Asıl Sorun Laiklik

Bizde “halkın iradesinin hakimiyeti” şeklinde tarif edilen “demokrasi”nin uygulanmamasının sebebi nedir?

Hem Meclis’e “hakimiyet kayıtsız şartsız milletindir” diye yazacak, hem de millete hiç yetki vermeyeceksin, bu yalanın sürdürülmesi nedendir?

Gayet açıktır:

Halka güvenmemek!

Peki onun sebebi nedir?

Laiklik! 

Nasıl yani?

Gerçek demokrasi ile yönetilen ülkelerde halkın istedikleri ile yönetenlerin istekleri uyuşur. Çünkü arada din, kültür ve hayat tarzı farklılığı yoktur. Halk genel menfaatine bakar, o doğrultuda iradesini ortaya koyar, hukukçular da o yasaları formatlayarak kanunlaştırırlar. Bizdeki gibi halkın hiç haberi olmaz değil yani.

Ancak bu işler bizde asla böyle olmaz!

Neden olmaz?

Bizde bir sorun var da ondan.

Nedir o sorun?

İslam. Yani bizim Müslüman olmamız.

Ne demek bu?

Yani yönetenlerin dini, kültürü, yaşam tarzları ile yönetilenlerinki çok farklı.

Yönetenler, İslam medeniyetinden çıkmış, Batı medeniyetine girmişlerdir. Onu çağdaş uygarlık seviyesi olarak görmüş, İslam medeniyetini aşağılayarak reddetmişlerdir. Fakat halkın çoğunluğu, eğitim sisteminin olanca gayretine rağmen hala dinine, kültürüne, tarihine, medeniyetine bağlıdır ve öyle bir hayat tarzı istemektedir.

Ne olacak şimdi?

Halka yetki versen hemen İslam’a yönelecek. Oysa bu ülkede yüzyıldır cebir ve şiddetle uygulanan “Batıcılık”a karşıdır. Bunu istemez. Ama “İslam’ı istemiyoruz” da diyemiyor, milletin korkusundan. Mecburen “takiye” yaparak “laiklik” kavramına sığınıyor.

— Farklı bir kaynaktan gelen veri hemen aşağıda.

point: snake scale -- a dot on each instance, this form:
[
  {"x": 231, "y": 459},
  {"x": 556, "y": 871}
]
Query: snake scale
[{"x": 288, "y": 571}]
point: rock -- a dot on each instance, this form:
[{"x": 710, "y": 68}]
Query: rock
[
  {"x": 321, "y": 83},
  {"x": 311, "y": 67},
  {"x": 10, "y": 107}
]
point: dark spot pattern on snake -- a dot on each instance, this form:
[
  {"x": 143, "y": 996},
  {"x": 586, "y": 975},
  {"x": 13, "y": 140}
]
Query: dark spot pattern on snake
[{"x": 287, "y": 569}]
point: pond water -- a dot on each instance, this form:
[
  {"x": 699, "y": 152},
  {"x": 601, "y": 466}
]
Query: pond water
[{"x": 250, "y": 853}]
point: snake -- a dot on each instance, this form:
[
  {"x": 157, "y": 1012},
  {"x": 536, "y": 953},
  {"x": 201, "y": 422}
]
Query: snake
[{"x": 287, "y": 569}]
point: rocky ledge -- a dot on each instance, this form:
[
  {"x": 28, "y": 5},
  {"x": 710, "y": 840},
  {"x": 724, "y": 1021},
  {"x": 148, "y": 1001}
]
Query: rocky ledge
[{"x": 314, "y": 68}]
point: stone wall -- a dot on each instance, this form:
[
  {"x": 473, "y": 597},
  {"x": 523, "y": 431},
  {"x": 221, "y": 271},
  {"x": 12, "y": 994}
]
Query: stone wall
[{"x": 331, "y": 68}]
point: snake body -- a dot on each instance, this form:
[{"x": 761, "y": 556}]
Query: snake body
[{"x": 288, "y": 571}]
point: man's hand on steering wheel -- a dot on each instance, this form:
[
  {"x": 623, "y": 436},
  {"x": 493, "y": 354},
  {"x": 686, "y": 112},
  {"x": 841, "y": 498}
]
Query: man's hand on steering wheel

Neymiş? İslam ile laiklik bağdaşmazmış. Devlet de laik olmalıymış.

Niye?

Benim ne ihtiyacım var laikliğe?

Laiklik bana ne sağlıyor ki?

“Efendim, din ve vicdan özgürlüğü bir insan hakkı” imiş.

Olsun insan hakkı. Biz aksini mi söylüyoruz ki!

Hem bunu en iyi sağlayan biz değil miyiz, İslam sayesinde!

Bunlar hikâye!

Maksatları bu milleti İslam’dan kopararak dini arkasına atmış, dinsiz bir hayat yaşayan Batıya yamamak.

Ne var ki bunu böyle açıkça söyleme cesaretleri yok, mecburen yalana, dolana, hileye sarılıyorlar!

Çok şükür milletimiz gerçekleri gördü. Tiyatroya doydu. Şimdi gerçeği, çıplak gerçeği istiyor. Hem bundan sonra eskisi gibi cebir ve şiddet de işe yaramaz.

Yeni bir Türkiye doğuyor yeni bir dünyaya!